The exhibition took 6 months to plan with artefacts and documents being retrieved from across the collections and from the National Records Office. The remit for the ESMS team was to tell the story of our Founders and shed light on what kind of people they were and the times they lived in.
Jon Cooper, the ESMS Heritage officer summed up the challenge:
“Schools naturally glorify their founders over time until their true personality is lost under a veneer of almost saint like reverence. We set out to illustrate their true lives through their most personal items, set in the context of the society of their time.”
This remit proved difficult to achieve as the items directly relating to the Founders were few and far between. But those items which were directly attributable to the person were linked by other contemporary documents and objects to tell the life story.
For example, little is known of the early life of Daniel Stewart. Established narratives such as his adventures in India and his apprenticeship as a wig maker have, as yet, no firm evidence to back them up. Yet we have a fine collection of his legacy items handed down in his will. His portrait dominated the exhibition space, we displayed his own handwritten notebooks and his desk was placed under it so a visitor could re-enact the scene above them. But we are still left wondering how a man of lowly beginnings rose to such stature, to be seated before as distinguished painter as Sir Henry Raeburn.

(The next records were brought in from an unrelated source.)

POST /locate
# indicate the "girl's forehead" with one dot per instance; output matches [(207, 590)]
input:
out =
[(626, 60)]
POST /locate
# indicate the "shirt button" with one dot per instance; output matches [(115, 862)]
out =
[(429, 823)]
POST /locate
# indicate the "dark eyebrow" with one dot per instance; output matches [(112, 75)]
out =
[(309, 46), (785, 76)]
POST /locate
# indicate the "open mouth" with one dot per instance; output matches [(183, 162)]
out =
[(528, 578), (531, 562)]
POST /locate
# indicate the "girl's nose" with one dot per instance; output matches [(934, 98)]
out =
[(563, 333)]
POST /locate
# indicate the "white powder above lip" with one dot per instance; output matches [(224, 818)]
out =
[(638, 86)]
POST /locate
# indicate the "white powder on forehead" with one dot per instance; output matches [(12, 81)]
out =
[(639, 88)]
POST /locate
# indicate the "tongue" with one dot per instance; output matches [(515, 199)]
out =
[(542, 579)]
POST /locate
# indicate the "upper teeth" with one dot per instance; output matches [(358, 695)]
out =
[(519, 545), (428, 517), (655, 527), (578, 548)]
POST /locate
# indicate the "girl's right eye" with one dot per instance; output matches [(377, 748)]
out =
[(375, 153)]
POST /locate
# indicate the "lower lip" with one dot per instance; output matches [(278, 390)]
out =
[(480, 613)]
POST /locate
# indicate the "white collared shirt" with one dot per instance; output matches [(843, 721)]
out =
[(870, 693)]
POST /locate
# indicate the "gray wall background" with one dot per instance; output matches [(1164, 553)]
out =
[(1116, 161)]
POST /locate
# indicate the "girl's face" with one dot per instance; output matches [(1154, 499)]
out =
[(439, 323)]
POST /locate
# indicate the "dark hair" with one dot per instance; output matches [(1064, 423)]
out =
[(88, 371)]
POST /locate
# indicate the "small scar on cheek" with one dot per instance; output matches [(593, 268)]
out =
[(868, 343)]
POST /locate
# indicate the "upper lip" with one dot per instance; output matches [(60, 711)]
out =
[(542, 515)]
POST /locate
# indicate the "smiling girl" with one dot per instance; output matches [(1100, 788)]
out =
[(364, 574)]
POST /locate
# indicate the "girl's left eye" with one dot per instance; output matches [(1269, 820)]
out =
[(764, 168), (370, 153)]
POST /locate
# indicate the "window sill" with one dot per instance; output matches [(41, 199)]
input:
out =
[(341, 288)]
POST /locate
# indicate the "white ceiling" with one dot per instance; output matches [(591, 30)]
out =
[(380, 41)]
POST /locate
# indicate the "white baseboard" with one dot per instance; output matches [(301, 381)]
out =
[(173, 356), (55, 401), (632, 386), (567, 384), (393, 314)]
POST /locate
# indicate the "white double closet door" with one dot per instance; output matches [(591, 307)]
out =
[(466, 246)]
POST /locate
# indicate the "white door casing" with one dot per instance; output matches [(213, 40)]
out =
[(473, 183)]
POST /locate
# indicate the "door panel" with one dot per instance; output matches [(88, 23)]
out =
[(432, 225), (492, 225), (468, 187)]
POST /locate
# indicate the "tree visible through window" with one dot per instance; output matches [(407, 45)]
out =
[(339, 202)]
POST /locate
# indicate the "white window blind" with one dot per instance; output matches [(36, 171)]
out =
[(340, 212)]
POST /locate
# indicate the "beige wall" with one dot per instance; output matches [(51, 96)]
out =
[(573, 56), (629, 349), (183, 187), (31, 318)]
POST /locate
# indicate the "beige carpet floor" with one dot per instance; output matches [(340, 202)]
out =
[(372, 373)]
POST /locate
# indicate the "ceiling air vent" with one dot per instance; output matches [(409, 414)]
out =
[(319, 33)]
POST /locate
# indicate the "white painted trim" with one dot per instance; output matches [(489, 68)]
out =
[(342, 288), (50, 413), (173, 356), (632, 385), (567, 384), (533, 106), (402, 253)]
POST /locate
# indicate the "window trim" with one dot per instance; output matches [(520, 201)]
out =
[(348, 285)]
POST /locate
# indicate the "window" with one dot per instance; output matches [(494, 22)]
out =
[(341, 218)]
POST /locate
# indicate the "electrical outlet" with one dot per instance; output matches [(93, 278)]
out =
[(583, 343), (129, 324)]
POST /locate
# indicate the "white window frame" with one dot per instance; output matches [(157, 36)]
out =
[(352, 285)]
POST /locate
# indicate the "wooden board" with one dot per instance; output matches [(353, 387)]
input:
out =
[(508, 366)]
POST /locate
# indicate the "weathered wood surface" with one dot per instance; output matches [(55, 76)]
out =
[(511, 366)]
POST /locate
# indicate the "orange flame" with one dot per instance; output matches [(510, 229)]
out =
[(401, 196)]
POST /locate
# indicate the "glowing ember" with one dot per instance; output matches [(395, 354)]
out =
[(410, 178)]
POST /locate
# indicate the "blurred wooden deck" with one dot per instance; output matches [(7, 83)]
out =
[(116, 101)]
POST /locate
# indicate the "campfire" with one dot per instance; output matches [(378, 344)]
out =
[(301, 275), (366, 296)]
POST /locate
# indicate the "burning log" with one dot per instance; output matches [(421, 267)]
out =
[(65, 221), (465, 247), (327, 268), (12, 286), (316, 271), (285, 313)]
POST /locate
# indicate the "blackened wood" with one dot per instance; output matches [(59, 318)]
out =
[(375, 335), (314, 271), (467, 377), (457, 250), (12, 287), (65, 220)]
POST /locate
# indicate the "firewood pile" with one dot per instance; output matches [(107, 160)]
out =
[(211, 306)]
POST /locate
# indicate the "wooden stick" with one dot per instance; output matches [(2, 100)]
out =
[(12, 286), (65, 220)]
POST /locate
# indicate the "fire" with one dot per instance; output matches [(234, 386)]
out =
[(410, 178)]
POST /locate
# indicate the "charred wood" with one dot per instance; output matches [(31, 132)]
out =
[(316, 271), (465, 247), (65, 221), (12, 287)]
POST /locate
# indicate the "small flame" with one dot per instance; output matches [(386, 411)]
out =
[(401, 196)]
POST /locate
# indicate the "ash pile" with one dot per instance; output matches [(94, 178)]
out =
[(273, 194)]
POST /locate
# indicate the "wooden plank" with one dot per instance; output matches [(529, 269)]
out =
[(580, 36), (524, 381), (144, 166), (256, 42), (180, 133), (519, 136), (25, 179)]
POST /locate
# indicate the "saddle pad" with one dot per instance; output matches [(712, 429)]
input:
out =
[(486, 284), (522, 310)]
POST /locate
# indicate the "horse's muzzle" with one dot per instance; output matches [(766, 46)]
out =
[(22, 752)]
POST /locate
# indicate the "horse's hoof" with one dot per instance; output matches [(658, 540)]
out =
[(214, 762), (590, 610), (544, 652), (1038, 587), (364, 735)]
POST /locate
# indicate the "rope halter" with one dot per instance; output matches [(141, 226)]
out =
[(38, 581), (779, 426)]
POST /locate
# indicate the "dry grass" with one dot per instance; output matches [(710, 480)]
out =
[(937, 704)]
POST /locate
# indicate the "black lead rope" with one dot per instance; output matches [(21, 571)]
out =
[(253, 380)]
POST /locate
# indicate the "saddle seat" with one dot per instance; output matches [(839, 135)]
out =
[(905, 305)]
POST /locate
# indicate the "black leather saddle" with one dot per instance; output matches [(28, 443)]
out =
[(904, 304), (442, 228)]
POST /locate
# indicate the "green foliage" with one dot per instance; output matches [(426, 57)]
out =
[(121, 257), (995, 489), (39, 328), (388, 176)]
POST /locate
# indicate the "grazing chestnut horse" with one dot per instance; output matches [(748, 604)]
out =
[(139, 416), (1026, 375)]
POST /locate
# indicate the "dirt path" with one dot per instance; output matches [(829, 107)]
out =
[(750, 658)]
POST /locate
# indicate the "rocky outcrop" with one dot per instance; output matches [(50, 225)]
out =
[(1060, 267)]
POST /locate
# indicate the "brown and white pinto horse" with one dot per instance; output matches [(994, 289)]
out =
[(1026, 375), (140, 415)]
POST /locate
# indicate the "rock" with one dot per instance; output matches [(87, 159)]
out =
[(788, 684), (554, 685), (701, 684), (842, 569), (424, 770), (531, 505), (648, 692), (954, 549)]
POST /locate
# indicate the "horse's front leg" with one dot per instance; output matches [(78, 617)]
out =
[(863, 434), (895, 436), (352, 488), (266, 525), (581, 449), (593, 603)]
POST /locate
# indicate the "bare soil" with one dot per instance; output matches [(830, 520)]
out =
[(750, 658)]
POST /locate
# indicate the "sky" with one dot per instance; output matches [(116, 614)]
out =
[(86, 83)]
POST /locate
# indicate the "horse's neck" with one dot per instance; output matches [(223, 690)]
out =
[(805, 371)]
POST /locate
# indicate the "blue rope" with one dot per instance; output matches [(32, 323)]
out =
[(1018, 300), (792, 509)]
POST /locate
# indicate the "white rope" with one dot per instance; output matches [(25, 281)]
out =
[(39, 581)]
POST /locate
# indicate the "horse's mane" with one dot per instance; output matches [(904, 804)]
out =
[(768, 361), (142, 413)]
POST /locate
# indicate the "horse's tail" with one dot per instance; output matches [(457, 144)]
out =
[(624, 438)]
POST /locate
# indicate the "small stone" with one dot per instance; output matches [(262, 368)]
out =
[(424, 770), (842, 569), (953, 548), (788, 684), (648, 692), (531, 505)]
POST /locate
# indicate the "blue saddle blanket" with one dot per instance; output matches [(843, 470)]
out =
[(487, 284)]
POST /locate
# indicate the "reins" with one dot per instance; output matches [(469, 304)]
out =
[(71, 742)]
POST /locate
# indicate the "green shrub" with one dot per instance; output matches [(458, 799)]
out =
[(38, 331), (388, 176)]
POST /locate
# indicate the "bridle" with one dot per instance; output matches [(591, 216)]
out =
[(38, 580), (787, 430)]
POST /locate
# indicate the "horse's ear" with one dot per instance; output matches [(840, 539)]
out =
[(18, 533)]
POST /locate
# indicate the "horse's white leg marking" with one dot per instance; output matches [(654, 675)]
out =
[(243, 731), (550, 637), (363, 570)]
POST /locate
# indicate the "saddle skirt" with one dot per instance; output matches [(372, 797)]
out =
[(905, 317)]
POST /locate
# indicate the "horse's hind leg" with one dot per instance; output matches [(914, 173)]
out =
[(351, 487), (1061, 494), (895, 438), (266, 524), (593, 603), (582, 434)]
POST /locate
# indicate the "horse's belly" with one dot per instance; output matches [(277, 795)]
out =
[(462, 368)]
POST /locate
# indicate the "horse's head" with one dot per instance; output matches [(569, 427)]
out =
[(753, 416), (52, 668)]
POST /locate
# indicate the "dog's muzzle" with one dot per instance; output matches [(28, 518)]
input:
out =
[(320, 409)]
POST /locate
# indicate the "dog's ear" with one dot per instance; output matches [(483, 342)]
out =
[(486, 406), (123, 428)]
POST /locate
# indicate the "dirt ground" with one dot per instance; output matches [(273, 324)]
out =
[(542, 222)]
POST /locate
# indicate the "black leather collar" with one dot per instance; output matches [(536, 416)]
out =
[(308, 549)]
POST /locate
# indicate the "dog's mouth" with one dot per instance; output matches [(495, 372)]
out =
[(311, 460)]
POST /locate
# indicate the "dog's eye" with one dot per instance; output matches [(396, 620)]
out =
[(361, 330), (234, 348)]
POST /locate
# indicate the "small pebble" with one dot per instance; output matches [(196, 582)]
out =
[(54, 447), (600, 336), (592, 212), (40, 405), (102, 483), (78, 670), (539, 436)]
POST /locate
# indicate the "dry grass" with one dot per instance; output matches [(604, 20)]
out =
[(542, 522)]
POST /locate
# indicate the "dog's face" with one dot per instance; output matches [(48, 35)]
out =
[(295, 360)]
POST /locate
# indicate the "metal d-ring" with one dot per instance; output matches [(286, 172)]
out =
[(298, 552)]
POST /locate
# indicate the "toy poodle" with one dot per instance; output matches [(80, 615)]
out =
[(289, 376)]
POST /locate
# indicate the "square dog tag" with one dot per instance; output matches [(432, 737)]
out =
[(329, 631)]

Martin McMenigall, who researched Daniel Stewart’s life for the exhibition was amazed by the gaps in his life story and vowed to dig deeper in the months ahead.
The life of Mary Erskine is also shrouded in mystery to a certain extent, a situation not helped by the lack of artefacts and the haphazard approach to record keeping prevalent in the late 16th Century. But Christine Collingwood and Alison Kennedy of the MES Guild Archive team did an incredible job, taking us back to life among the yetts, alleyways and luckenbooths of the High Street to really bring Mary’s life into perspective. The wonderful display included a selection of the herbs and spices that would have been grown by Mary in the Physic Garden and sold in her ‘Druggist’ store that wafted fragrances around the exhibition stand.
In contrast, Robert Cunningham’s story has been well documented thanks to his involvement in education, being a founding member of the Free Church of Scotland and being set in the document rich times of the Victorian period. The collection at the School includes transcripts of his talks at University, and references from satisfied George Watson’s parents, written at the time of his departure to set up The Edinburgh Institution, which helped paint the picture of him as a professional educationalist and family man.
The general conclusion at the exhibition was that our founders were notable people but not ‘plaster saints’. Their lives were shaped by their philanthropy and resolution, but their motivations and methods warrant further research – many more lines of investigation await to be unravelled.
Held between 24th and 28th March, the team welcomed over 360 visitors to the exhibition. Plans are in already been made for a sequel and perhaps a more enduring exhibition in the Merchant Hall over the summer.